Le débardeur lilas, que la créole Venait de prendre à partie, n’avait pas desserré les dents depuis son entrée.
Il répondit, après une légère hésitation :
— Nous ne sommes pas modestes, mon joli Pierrot.
— C’est sa voix, pensa-t-elle.
Et voulant vérifier si son oreille et sa mémoire ne la trompaient pas, elle saisit la balle au bond et reprit :
— Péché confessé est à demi pardonné. Vous convenez de votre orgueil, je l’excuserai donc facilement.
— C’est une qualité que Mme de Casa-Real comprend chez les autres, elle qui la possède à un si haut degré.
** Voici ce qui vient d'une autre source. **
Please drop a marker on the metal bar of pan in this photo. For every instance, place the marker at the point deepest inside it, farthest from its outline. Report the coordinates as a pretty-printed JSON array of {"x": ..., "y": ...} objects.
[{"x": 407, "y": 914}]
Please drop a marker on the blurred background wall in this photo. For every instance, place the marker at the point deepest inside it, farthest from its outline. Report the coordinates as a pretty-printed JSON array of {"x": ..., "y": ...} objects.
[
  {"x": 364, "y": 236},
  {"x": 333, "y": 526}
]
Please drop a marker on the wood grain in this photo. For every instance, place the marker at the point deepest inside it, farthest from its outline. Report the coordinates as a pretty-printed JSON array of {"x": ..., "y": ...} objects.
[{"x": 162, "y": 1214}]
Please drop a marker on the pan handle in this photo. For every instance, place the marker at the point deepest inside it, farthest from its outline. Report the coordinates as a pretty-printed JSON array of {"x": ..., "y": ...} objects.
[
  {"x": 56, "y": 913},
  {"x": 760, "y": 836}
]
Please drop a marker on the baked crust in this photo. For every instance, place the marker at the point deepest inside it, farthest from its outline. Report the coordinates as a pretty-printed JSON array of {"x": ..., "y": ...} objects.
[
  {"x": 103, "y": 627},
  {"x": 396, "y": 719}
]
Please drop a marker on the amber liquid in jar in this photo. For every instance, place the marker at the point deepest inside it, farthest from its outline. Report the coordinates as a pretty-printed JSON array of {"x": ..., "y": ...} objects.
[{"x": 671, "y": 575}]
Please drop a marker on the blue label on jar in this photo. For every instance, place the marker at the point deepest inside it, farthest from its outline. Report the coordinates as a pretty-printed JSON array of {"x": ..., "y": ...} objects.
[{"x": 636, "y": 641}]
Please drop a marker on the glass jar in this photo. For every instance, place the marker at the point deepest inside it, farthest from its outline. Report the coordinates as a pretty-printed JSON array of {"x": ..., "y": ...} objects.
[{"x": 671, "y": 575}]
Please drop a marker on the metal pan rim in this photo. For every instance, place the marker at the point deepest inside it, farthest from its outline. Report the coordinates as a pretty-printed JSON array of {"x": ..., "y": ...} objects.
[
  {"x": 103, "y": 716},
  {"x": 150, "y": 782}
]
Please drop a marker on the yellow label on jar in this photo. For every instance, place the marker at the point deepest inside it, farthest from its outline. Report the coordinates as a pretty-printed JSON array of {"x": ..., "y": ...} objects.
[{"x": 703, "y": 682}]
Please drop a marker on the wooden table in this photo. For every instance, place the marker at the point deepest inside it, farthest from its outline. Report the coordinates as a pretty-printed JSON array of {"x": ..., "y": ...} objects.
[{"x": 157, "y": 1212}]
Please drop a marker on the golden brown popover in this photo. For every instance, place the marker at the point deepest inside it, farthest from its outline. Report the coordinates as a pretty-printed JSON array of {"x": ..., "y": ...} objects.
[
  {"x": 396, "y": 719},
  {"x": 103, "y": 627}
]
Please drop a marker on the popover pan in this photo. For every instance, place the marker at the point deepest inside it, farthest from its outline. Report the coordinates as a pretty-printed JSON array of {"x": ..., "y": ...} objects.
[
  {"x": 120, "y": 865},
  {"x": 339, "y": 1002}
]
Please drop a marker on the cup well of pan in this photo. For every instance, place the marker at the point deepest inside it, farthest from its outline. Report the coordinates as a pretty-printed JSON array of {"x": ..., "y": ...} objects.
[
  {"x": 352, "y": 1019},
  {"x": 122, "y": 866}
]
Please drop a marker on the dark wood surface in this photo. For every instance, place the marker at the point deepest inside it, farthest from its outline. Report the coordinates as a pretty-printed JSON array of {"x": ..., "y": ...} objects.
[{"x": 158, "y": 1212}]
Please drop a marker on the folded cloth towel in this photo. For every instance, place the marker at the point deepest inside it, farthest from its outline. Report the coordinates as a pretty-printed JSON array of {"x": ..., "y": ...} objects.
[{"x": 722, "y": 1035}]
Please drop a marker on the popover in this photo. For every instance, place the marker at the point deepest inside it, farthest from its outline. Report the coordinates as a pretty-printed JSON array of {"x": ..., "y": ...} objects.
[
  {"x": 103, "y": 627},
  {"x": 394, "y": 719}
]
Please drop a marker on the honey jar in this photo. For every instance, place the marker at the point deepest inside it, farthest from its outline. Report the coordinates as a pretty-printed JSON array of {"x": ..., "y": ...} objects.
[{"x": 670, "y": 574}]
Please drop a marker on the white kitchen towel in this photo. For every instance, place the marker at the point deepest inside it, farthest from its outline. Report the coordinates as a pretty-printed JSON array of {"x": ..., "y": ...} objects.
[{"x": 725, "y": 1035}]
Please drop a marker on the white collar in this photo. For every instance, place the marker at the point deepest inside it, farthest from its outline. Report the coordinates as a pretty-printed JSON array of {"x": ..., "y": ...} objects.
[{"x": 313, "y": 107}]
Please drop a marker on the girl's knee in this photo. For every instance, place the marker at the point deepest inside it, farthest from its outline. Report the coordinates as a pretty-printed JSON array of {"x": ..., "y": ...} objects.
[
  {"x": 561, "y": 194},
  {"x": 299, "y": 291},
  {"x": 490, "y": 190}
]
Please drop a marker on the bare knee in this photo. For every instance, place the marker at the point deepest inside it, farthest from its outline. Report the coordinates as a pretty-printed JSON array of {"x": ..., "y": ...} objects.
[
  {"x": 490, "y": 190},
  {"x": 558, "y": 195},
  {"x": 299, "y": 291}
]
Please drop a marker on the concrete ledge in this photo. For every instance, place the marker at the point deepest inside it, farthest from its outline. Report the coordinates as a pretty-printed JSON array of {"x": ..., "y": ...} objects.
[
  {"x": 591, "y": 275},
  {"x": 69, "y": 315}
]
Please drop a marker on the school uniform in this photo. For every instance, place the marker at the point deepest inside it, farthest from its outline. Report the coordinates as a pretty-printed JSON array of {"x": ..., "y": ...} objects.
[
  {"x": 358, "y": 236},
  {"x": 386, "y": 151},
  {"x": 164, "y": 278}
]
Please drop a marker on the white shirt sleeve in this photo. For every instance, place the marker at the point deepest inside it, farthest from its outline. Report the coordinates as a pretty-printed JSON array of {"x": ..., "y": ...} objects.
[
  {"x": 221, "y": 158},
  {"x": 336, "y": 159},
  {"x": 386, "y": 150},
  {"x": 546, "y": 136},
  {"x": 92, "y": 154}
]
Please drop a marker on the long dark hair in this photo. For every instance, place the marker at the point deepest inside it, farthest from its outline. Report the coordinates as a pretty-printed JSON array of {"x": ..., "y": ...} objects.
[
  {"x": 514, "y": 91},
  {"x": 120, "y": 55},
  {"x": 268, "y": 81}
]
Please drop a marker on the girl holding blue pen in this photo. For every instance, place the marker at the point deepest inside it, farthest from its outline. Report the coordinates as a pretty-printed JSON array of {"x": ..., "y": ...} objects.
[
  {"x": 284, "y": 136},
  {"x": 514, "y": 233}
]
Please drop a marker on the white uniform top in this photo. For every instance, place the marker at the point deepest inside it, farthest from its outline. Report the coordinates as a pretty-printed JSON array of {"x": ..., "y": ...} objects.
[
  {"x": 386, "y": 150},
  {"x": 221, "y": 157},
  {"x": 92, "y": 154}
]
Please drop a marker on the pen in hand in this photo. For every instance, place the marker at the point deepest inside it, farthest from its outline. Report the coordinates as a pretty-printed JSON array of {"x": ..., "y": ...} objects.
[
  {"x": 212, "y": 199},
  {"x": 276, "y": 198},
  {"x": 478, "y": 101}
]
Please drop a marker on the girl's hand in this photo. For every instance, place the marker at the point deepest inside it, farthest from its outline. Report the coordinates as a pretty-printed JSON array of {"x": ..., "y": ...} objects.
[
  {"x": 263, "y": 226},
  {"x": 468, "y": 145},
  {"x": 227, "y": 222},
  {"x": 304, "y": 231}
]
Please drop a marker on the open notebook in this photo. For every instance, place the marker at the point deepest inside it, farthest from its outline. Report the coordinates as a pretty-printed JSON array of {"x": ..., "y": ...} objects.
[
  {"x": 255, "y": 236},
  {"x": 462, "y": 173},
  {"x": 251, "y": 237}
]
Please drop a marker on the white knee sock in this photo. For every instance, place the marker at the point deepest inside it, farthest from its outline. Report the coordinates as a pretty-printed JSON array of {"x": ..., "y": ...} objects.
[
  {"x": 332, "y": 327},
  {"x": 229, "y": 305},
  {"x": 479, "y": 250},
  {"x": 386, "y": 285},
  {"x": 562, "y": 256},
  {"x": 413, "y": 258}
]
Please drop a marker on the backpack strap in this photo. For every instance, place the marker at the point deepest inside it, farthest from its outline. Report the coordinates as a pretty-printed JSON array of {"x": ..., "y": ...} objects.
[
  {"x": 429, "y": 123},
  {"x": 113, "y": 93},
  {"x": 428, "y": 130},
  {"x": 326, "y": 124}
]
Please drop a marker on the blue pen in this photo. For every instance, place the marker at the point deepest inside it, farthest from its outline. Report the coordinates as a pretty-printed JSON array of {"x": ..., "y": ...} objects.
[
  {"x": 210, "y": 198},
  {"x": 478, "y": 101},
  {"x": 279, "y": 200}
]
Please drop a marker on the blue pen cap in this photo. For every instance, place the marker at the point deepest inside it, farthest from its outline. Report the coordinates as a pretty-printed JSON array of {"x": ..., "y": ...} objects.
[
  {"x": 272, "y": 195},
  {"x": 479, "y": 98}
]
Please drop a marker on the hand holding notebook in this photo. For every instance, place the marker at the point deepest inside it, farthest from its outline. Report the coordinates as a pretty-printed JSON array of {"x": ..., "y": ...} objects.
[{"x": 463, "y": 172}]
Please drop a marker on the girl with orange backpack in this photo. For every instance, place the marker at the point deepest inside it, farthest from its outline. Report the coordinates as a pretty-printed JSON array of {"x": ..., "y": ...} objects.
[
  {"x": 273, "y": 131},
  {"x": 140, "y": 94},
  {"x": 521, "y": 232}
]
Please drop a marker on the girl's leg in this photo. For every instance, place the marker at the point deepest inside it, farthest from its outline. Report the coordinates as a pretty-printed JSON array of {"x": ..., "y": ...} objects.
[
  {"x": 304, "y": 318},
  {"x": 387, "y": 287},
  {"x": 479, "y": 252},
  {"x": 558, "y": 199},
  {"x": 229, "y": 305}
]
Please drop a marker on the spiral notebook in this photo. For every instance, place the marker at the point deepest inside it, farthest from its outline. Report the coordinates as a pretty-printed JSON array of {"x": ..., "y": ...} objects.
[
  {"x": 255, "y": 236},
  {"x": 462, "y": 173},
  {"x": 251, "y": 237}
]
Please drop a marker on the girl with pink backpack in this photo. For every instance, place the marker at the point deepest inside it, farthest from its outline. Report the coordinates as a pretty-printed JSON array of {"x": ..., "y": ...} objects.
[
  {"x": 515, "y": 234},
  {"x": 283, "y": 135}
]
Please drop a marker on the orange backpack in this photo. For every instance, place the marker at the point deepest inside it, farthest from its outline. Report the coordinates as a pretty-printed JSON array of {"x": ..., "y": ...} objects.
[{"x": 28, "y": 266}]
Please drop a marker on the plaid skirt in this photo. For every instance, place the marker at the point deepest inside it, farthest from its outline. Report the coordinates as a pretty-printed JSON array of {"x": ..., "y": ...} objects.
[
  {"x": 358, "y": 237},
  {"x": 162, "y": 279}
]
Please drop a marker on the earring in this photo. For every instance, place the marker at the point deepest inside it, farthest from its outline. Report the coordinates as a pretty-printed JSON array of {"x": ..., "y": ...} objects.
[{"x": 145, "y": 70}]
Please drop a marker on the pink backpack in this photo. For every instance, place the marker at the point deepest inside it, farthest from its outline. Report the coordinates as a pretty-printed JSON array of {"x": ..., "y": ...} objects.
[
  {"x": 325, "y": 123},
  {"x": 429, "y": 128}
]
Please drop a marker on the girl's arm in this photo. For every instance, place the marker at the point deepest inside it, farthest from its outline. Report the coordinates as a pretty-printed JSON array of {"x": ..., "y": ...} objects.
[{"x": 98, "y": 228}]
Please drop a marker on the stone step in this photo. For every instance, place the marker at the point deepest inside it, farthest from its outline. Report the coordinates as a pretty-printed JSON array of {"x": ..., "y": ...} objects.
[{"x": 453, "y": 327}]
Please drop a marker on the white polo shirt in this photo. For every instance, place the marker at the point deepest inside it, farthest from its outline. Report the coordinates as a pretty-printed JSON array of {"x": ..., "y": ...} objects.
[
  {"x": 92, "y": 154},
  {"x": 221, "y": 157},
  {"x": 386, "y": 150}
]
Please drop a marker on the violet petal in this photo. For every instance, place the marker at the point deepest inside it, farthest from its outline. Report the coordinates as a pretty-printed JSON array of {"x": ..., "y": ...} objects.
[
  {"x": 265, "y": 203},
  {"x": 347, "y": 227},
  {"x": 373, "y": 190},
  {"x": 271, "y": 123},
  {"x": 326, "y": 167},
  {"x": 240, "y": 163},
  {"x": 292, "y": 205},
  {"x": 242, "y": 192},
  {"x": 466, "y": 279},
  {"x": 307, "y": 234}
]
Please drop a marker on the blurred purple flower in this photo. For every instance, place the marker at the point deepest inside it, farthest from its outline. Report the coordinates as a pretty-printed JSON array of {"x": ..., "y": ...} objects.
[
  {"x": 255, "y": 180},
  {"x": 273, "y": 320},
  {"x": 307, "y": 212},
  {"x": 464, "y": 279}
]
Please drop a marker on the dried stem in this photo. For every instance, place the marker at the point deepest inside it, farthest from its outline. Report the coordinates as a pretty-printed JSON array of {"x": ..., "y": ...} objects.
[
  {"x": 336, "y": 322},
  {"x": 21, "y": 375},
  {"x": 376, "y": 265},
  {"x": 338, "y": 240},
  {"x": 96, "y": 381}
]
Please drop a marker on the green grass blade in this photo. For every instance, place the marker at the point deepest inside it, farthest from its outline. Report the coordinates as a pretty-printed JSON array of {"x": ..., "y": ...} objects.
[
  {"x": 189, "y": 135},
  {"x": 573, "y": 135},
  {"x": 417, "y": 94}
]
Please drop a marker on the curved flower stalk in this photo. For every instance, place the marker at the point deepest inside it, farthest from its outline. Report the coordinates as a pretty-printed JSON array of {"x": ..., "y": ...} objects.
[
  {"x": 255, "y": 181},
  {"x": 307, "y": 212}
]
— Je savais bien que je vous forcerais à parler, monsieur le comte de Warrens. Je savais bien que partout où se trouvent les Invisibles, vous vous trouvez.
— Ah ! vous aussi, madame, vous tenez à donner ce nom à ces messieurs. Libre à vous.
— Il me semble, d’après ce qui vient de se passer, qu’ils l’ont justifié. Mais ce n’est pas de vos amis qu’il s’agit, c’est de vous-même, monsieur le comte.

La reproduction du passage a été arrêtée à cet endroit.